I have a very large CSV of data, and I need to append previous data to each row for each name in the column 2 for dates previous to the current one stipultated in column2. I think the easiest way to represent this problem is to provide a detailed example similar to my real data, but scaled down significantly:
Datatitle,Date,Name,Score,Parameter
data,01/09/13,george,219,dataa,text
data,01/09/13,fred,219,datab,text
data,01/09/13,tom,219,datac,text
data,02/09/13,george,229,datad,text
data,02/09/13,fred,239,datae,text
data,02/09/13,tom,219,dataf,text
data,03/09/13,george,209,datag,text
data,03/09/13,fred,217,datah,text
data,03/09/13,tom,213,datai,text
data,04/09/13,george,219,dataj,text
data,04/09/13,fred,212,datak,text
data,04/09/13,tom,222,datal,text
data,05/09/13,george,319,datam,text
data,05/09/13,fred,225,datan,text
data,05/09/13,tom,220,datao,text
data,06/09/13,george,202,datap,text
data,06/09/13,fred,226,dataq,text
data,06/09/13,tom,223,datar,text
data,06/09/13,george,219,dataae,text
So for threee first rows of this csv there is no previous data. So if we said we wanted to pull column 3 & 4 for the last 3 occurances of george (row1) on a date previous to the current one it would yeild:
data,01/09/13,george,219,dataa,text,x,y,x,y,x,y
However when previous data starts to become avaialble we would hope to produce a csv such as this:
Datatitle,Date,Name,Score,Parameter,LTscore,LTParameter,LTscore+1,LTParameter+1,LTscore+2,LTParameter+3,
data,01/09/13,george,219,dataa,text,x,y,x,y,x,y
data,01/09/13,fred,219,datab,text,x,y,x,y,x,y
data,01/09/13,tom,219,datac,text,x,y,x,y,x,y
data,02/09/13,george,229,datad,text,219,dataa,x,y,x,y
data,02/09/13,fred,239,datae,text,219,datab,x,y,x,y
data,02/09/13,tom,219,dataf,text,219,datac,x,y,x,y
data,03/09/13,george,209,datag,text,229,datad,219,dataa,x,y
data,03/09/13,fred,217,datah,text,239,datae,219,datab,x,y
data,03/09/13,tom,213,datai,text,219,dataf,219,datac,x,y
data,04/09/13,george,219,dataj,text,209,datag,229,datad,219,dataa
data,04/09/13,fred,212,datak,text,217,datah,239,datae,219,datab
data,04/09/13,tom,222,datal,text,213,datai,219,dataf,219,datac
data,05/09/13,george,319,datam,text,219,dataj,209,datag,229,datad
data,05/09/13,fred,225,datan,text,212,datak,217,datah,239,datae
data,05/09/13,tom,220,datao,text,222,datal,213,datai,219,dataf
data,06/09/13,george,202,datap,text,319,datam,219,dataj,209,datag
data,06/09/13,fred,226,dataq,text,225,datan,212,datak,217,datah
data,06/09/13,tom,223,datar,text,220,datao,222,datal,213,datai
data,06/09/13,george,219,datas,text,319,datam,219,dataj,209,datag
You will notice for the 06/09/13 george occurs twice and both times he has the same string 319,datam,219,dataj,209,datag
appended to his row.
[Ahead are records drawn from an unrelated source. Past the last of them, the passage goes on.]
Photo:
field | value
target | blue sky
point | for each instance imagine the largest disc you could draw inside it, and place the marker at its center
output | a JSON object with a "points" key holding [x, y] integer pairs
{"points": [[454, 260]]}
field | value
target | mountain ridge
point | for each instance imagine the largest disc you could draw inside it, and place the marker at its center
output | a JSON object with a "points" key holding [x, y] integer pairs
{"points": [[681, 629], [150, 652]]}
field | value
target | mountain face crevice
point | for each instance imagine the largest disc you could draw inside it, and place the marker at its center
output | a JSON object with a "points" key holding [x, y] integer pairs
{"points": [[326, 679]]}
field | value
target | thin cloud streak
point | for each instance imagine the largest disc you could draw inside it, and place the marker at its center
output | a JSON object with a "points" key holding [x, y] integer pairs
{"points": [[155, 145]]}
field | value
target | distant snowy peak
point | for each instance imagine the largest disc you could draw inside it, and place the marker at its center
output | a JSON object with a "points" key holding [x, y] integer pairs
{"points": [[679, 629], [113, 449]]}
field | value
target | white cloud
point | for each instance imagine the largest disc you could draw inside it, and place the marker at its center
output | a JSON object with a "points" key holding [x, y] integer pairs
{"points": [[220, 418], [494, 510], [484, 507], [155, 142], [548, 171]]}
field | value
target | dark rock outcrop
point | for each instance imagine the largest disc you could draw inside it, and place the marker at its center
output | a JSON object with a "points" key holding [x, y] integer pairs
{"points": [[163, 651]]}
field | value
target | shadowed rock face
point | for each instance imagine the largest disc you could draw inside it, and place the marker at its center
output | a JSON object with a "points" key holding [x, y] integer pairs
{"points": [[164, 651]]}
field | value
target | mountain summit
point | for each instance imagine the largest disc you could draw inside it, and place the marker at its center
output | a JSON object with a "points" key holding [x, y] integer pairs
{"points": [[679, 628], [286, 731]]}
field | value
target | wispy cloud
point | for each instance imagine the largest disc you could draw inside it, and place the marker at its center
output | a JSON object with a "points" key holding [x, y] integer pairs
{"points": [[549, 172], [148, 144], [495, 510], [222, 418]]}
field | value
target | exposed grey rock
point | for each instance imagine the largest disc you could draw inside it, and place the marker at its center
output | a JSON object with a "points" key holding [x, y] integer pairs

For the second time george appears he gets this same string appended because the george 3 rows above is on the same date. (This is just emphasising the "on a date previous to the current one."
As you can see from the column titles we are collecting the last 3 scores and the associated 3 parameters and appending them to each row. Please note, this is a very simplified example. In reality each date will contain a couple of thousand rows, in the real data there is also no pattern to the names, so we wouldnt expect to see fred,tom,george next to each other on a repeating pattern. If anyone can help me work out how best to achieve this (most efficient) I would be very greatful. If anything is unclear please let me know, I will add more detail. Any constructive comments appreciated. Thanks SMNALLY
It appears your file is in date order. If we take the last entry per name per date, and add that to a sized deque for each name while writing out each row, that should do the trick:
import csv
from collections import deque, defaultdict
from itertools import chain, islice, groupby
from operator import itemgetter
# defaultdict whose first access of a key will create a deque of size 3
# defaulting to [['x', 'y'], ['x', 'y'], ['x' ,'y']]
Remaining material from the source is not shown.